Fig. 5. — Microinjection of CLAP antibodies causes accumulation of enlarged coated structures. Electron micrographs of extended clathrin coats on membrane structures in synapses microinjected with CLAP antibodies. (A) Large coated structures with vacuolar and tubular regions. (B) Large clathrin-coated structure with connection to the plasma membrane. (C) Large clathrin-coated vacuolar structure with pit-like extensions (arrows). (D) Stereoscopic view of the surface of a vacuolar structure captured in the plane of sectioning (250-nm-thick section). Merge of two electron micrographs taken at ±8° is shown. (Scale bars: 200 nm.)

The above effects were strictly stimulus-dependent. When the CLAP antibodies were microinjected in axons maintained at rest in low Ca²⁺ solution, synapses contained large synaptic vesicle clusters. Very few clathrin-coated pits occurred (resting injected axon: 0.32 ± 0.12, mean ± SEM, n = 9 synapses; resting control axon: 0.05 ± 0.04, mean ± SEM, n = 6 synapses; P > 0.1, Mann–Whitney test; for stimulated axons; see Fig. 6B), whereas no coated cisternae were detected.
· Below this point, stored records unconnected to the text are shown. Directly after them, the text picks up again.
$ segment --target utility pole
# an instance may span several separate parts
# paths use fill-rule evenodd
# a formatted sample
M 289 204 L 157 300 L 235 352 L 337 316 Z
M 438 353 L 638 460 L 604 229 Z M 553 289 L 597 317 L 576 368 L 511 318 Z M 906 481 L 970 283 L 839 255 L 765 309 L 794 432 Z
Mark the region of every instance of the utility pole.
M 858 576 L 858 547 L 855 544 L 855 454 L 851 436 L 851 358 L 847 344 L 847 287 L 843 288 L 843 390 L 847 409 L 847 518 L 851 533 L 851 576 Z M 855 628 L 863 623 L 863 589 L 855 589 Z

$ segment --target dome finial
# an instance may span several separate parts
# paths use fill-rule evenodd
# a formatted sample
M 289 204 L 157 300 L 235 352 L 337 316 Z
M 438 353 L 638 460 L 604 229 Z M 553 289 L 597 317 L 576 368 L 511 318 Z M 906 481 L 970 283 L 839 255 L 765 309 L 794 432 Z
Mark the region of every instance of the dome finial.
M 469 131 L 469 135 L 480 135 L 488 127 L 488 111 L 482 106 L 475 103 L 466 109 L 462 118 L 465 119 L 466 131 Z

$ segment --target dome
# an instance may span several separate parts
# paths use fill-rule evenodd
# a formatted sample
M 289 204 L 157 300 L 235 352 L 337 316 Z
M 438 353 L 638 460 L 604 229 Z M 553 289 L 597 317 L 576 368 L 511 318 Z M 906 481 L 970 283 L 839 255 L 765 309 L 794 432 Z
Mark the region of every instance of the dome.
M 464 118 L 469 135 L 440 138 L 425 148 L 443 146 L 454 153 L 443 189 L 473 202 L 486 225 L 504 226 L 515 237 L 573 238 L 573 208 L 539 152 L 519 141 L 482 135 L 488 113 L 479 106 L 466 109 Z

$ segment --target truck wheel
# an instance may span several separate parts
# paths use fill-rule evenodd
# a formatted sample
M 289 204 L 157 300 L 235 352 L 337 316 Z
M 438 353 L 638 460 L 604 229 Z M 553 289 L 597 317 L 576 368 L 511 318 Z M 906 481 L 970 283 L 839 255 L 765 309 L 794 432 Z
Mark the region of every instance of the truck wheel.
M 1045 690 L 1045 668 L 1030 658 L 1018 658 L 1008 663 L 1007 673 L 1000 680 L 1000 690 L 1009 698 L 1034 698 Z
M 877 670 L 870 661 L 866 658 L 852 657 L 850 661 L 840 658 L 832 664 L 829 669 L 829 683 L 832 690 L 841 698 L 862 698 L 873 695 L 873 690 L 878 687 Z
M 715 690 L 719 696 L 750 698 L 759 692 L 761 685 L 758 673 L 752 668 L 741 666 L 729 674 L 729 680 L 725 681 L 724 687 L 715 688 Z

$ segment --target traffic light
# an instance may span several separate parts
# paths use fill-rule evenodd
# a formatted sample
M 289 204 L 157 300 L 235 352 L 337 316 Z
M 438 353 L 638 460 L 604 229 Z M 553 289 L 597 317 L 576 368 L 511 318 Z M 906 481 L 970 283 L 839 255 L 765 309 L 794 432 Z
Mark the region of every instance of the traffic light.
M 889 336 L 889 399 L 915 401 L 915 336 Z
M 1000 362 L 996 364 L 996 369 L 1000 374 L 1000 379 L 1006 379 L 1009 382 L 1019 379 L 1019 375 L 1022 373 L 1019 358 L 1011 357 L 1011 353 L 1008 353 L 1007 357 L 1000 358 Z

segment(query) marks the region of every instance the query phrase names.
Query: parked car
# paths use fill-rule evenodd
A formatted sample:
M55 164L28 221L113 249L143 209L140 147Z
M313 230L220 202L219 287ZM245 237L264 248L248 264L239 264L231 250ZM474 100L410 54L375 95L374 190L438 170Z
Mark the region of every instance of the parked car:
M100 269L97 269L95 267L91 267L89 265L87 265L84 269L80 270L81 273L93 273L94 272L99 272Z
Fig. 6. — Microinjection of ENTH antibodies inhibits synaptic vesicle recycling. (A) Electron micrograph of a synapse stimulated at 5 Hz for 30 min from an axon microinjected with ENTH antibodies. Note the depletion of synaptic vesicles (compare with Fig. 3A), the presence of cisternae, and the absence of clathrin-coated intermediates. (B) Examples of coated structures with distorted morphology found in a different section of the synapse shown in A. a, axoplasmic matrix; d, dendrite; sv, synaptic vescicles. (Scale bars: 200 nm.) (C) Proposed role of epsin 1 in synaptic vesicle endocytosis. Epsin 1 (black) helps to generate membrane curvature, which is stabilized by interactions with the assembling coat (*Upper*). Interactions of epsin with clathrin (light gray) and AP2 (dark gray) also take part in restricting clathrin assembly to curved regions. After perturbation of epsins interactions with clathrin and AP2 (*Lower*) the stabilizing effect of epsin on curvature is disturbed. Moreover, clathrin assembly extends beyond the limit of the curved membrane.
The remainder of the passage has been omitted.